With the national cricket team in any case playing pretty much the whole year through, the launch of the Indian Premier League (IPL) in 2008 further narrowed ‘safe’ windows for film releases.
The IPL was a huge and instant success and it’s not difficult to see why – 4 hours of non-stop action with a guaranteed result, the best cricketers from around the world, attractive (not to mention scantily dressed!) cheerleaders, and a huge dollop of film glamour with stars such as Shah Rukh Khan, Preity Zinta and Shilpa Shetty owning teams and many more enthusiastically attending matches.
What makes IPL such a potent threat is that it is custom-made for the television viewing audience, and if one can get 4 to 8 hours of free and compelling entertainment in one’s own house, why would anyone want to shell out a couple of hundred bucks or more to watch a film that one may or may not like? To make matters worse, the tournament lasts for almost two months… so that’s a good chunk of the calendar that is a virtual no-fly zone for the film industry.
But is all that about to change?
The disastrous performance of the Indian cricket team in England and the recently concluded Test series in Australia have led to a very discernable wave of disenchantment and disappointment – as is evident from the nose-diving TRPs of match telecasts. Ironically, this steep fall has come less than a year from what many considered the high-point of India’s cricketing achievement and something that was considered to be a harbinger of even greater popularity – the ICC World Cup win.

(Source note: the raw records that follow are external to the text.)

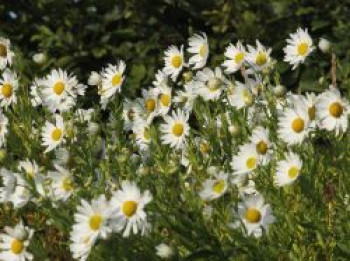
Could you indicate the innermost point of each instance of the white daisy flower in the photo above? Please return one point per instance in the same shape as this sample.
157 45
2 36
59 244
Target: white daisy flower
236 56
288 170
293 125
95 79
255 215
14 243
332 111
187 97
164 99
175 129
198 45
62 185
129 204
259 57
210 83
246 160
61 157
164 251
112 80
3 128
161 79
92 222
215 187
59 90
239 95
35 93
53 134
174 62
6 55
8 88
260 137
15 189
299 46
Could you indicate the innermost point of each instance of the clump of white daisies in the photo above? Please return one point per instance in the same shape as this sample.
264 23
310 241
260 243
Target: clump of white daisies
186 103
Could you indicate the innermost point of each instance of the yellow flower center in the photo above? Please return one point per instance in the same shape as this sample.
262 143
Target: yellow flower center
56 134
129 208
312 112
59 87
302 49
178 129
261 147
150 105
298 125
67 184
3 50
165 99
117 78
176 61
203 50
6 90
146 134
219 186
17 246
205 148
293 172
95 222
252 215
251 163
239 57
336 109
261 58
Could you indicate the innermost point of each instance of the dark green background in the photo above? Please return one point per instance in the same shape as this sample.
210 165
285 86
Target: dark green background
85 35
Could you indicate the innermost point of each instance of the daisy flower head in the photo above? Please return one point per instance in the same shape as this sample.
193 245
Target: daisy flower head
239 95
62 185
210 83
215 187
164 99
174 62
6 55
198 45
112 80
332 111
14 243
3 128
147 107
164 251
260 137
91 223
161 79
8 88
293 125
175 129
259 57
129 205
53 134
299 46
235 57
255 215
288 170
246 160
59 90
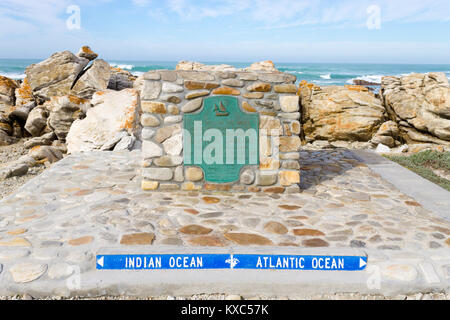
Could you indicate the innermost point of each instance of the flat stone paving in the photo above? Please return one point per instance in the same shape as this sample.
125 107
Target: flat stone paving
93 200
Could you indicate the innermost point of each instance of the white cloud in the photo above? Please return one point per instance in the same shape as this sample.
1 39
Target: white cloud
301 12
141 3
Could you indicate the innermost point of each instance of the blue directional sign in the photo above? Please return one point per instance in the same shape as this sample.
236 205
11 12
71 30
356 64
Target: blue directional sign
230 261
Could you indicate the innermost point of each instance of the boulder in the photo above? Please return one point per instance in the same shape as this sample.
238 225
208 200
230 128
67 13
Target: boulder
46 153
5 124
36 122
56 75
64 111
349 113
21 112
112 112
7 92
5 139
95 78
87 53
44 140
24 94
420 103
13 170
120 79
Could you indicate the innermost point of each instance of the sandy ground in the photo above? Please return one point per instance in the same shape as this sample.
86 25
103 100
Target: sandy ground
10 154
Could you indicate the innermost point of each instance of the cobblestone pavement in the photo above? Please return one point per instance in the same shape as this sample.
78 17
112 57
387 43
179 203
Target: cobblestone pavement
89 201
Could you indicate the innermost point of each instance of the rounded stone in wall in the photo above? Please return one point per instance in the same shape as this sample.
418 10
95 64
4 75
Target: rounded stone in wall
247 177
194 174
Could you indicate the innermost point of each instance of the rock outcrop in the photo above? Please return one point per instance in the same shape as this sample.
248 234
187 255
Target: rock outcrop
36 121
56 75
7 92
266 66
349 113
120 79
24 94
420 104
87 53
387 135
112 113
63 111
95 78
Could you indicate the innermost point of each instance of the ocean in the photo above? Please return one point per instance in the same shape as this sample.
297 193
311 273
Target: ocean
319 73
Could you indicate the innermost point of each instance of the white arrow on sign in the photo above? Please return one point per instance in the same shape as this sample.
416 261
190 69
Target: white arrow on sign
362 263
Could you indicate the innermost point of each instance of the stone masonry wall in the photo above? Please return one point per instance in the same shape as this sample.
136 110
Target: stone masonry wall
167 95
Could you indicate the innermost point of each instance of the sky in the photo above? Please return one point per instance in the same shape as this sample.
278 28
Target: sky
347 31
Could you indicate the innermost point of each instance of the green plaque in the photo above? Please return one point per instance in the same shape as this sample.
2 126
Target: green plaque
221 139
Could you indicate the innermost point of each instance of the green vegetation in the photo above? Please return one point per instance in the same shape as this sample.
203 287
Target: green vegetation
424 163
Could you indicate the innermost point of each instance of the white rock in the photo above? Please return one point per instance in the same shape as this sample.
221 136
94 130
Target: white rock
192 106
147 133
164 174
400 272
173 119
289 103
114 141
37 119
171 88
126 143
60 271
382 149
151 150
27 272
174 145
151 90
112 112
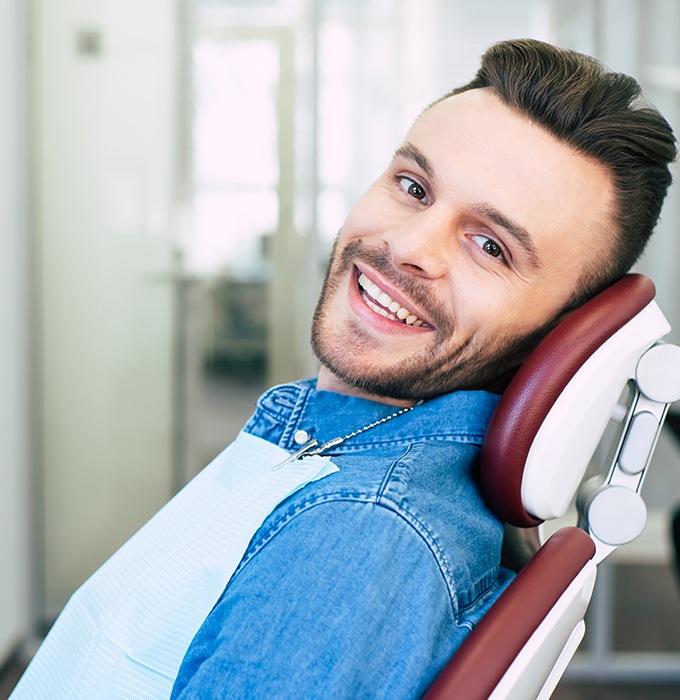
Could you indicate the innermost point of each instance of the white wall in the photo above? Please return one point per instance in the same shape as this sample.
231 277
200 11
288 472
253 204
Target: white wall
14 389
105 142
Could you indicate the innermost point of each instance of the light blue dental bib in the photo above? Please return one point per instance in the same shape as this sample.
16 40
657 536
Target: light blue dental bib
125 631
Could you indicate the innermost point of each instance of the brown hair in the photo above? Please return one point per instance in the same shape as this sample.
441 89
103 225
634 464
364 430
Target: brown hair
602 115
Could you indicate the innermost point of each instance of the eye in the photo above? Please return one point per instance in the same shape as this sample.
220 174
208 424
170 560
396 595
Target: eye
411 187
490 247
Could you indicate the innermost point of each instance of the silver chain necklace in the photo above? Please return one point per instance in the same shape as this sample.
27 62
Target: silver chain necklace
310 448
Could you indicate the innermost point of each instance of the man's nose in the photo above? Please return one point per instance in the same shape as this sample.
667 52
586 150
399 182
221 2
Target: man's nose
422 244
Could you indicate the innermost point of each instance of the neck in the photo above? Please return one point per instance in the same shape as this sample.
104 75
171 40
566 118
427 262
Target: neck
327 381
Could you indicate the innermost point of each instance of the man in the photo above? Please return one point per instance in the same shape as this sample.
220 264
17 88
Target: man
510 202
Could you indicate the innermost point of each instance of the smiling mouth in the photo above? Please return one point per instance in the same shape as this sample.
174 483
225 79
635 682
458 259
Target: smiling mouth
382 303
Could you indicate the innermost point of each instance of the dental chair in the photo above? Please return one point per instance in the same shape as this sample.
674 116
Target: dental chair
534 466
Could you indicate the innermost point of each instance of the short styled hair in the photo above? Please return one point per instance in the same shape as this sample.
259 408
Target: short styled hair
601 114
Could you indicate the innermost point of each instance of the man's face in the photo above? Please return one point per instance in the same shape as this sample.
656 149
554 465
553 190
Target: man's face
464 250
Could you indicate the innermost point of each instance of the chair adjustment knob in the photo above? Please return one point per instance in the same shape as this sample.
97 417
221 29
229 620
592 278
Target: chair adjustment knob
658 373
616 515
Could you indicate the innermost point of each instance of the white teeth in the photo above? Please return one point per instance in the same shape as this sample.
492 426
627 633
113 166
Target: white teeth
385 300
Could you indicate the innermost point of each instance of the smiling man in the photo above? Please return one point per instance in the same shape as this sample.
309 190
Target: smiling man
468 246
510 202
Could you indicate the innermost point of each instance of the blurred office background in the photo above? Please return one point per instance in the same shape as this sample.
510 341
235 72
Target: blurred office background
172 175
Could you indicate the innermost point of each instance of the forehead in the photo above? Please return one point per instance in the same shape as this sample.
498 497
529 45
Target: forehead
483 152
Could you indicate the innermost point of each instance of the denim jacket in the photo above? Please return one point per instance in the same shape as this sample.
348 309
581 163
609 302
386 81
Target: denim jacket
361 584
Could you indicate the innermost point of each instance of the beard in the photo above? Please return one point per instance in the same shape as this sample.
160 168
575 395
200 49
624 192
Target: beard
428 373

The multi-million dollar question, as far as the film trade is concerned, is whether the cricket fan’s anger and switching-off of TV sets extend to the IPL too? While many will argue that the IPL is a different kettle of fish (it is designed to ensure that no matter what, an Indian team wins!), the feeling we get is that this time, the bitterness(not to mention weariness) of the cricket fan is very likely to make an impact on IPL season 5, which kicks off on April 4 and culminates on May 27.
Indeed, a certain dip in ratings was already visible last season and we will be highly surprised if that trend doesn’t continue – and intensify – this year. And if that does indeed transpire, it is quite possible that people may turn to the other national obsession, films, to get their entertainment fix.
Which can only be good news for the trade in general and particularly for those filmmakers who chose to schedule the release of their films during the IPL though conventional wisdom suggested otherwise
As they say: fortune favours the brave!